Kehadiran para relawan diharapkan bisa menjadi jembatan penyeimbang untuk menghubungkan antara masyarakat yang masih kurang paham tentang politik.

"Melalui relawan yang kita sepakati dan bentuk bersama kita berharap rekan-rekan membawa kabar gembira dalam mengisi pesta demokrasi ini jangan bawa berita bohong, berita gembira saja bahwa kita akan dipimpin seseorang yang semuanya merasakan," ucap Moeldoko.

"Saya pikir teman-teman Relawan memiliki pengalaman luar biasa memiliki ilmu yg cukup dalam bagaimana demokrasi itu seharusnya berjalan dengan baik," tambahnya.

Lebih lanjut Kepala Staff Kepresidenan ini juga mengingatkan pentingnya menjaga dan memperkuat ideologi bangsa yaitu Pancasila. 

Menurutnya, untuk menjadi bangsa yang besar dan kuat diperlukam pemahaman ideologi kebangsaan yang tinggi agar tidak goyang dengan ideologi baru.

"Kita sangat paham ideologi negara kita Pancasila sebagai sebuah ideologi terbuka dan dinamis.
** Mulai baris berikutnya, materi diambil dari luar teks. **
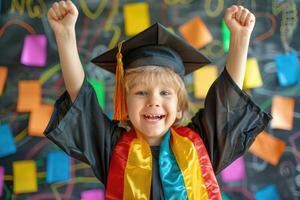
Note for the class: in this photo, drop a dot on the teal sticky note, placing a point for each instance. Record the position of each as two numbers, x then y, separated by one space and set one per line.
225 36
287 68
7 144
99 88
267 192
58 167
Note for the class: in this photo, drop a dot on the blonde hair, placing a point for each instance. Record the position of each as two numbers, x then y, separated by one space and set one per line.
153 74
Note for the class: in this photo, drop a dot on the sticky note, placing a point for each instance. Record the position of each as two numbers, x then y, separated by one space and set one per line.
34 50
136 17
203 79
234 172
224 196
29 96
225 36
196 32
92 194
39 119
252 76
1 180
58 167
282 112
268 148
294 140
287 68
99 88
3 77
7 144
25 179
267 192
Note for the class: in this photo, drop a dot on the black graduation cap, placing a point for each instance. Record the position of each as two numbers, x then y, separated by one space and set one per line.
155 46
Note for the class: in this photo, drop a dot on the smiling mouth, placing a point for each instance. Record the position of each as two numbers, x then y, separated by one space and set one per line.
154 117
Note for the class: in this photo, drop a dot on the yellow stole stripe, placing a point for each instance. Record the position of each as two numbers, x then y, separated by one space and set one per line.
184 150
138 171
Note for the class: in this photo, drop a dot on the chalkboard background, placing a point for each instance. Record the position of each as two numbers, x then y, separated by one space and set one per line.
97 32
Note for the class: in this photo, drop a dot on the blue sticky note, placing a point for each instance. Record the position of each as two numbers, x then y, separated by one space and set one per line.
287 68
58 167
7 144
267 192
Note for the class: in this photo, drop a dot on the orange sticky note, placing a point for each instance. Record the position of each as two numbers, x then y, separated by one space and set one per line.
203 79
252 75
25 179
282 112
3 76
39 118
268 148
29 95
196 32
136 17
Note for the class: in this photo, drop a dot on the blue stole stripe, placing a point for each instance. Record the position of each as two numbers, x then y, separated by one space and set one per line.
171 176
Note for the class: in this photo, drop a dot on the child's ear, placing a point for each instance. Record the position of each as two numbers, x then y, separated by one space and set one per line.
179 114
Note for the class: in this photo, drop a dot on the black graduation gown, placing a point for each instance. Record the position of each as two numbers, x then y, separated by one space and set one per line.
227 125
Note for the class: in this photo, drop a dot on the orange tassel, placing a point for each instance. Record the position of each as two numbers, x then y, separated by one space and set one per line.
120 111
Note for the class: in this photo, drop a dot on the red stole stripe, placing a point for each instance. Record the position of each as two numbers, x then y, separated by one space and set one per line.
115 181
205 163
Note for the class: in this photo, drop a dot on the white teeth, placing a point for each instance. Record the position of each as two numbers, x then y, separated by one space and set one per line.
154 116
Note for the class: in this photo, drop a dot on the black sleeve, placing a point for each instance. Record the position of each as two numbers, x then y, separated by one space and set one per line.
229 122
83 131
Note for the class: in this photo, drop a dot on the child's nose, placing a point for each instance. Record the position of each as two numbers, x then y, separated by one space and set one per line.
153 101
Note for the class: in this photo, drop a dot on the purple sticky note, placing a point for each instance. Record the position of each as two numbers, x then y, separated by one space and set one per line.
34 50
287 68
92 195
267 192
1 179
234 172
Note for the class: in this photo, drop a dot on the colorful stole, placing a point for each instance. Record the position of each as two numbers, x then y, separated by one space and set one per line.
184 166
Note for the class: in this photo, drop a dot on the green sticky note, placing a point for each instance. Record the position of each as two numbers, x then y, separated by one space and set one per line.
224 196
225 36
99 87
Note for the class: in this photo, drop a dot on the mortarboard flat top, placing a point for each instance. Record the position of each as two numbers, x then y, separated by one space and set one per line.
163 45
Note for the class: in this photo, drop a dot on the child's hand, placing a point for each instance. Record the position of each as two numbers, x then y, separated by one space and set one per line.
239 20
62 16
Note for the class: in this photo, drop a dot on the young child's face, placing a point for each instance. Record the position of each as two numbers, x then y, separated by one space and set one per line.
152 110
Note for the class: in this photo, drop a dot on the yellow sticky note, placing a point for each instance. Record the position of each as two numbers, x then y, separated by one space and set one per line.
136 17
203 79
282 112
25 179
268 148
252 75
196 32
29 95
39 118
3 76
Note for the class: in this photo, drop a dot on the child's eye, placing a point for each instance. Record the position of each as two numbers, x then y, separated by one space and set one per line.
141 93
165 93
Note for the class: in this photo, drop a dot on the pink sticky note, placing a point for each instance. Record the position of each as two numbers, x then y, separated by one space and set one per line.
235 171
1 179
92 194
34 50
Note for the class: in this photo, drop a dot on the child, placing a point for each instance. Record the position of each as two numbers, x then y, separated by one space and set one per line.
158 157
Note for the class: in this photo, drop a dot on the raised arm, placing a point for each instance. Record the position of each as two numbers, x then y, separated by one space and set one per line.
62 17
240 23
Itu diskursus tak pernah berhenti untuk itu perkuat ideologi kita dulu sebelum kita bermain dengan ideologi lain," papar Moeldoko.

Baca: Menangkan Hati Rakyat untuk Kemenangan Pileg-Pilpres 2019

"Jadi kalau ada ingin mengembangkan ideologi lain harus waspada. Mari kita liat betapa negara luar karena ideologi tak kuat dengan mudah negara jadi bubar tetapi hanya negara dengan ideologi kuat dan besar maka negara jadi besar," tambahnya.

"20 tahun 25 tahun 28 tahun lagi Indonesia emas anda ini yang masih muda ini yang akan membawa negera kalian nanti jadi menteri jadi presiden jadi mulai sekarang harus saling perkuat ideologi perkuat persaudaraan, perkuat gotong royong," tandasnya.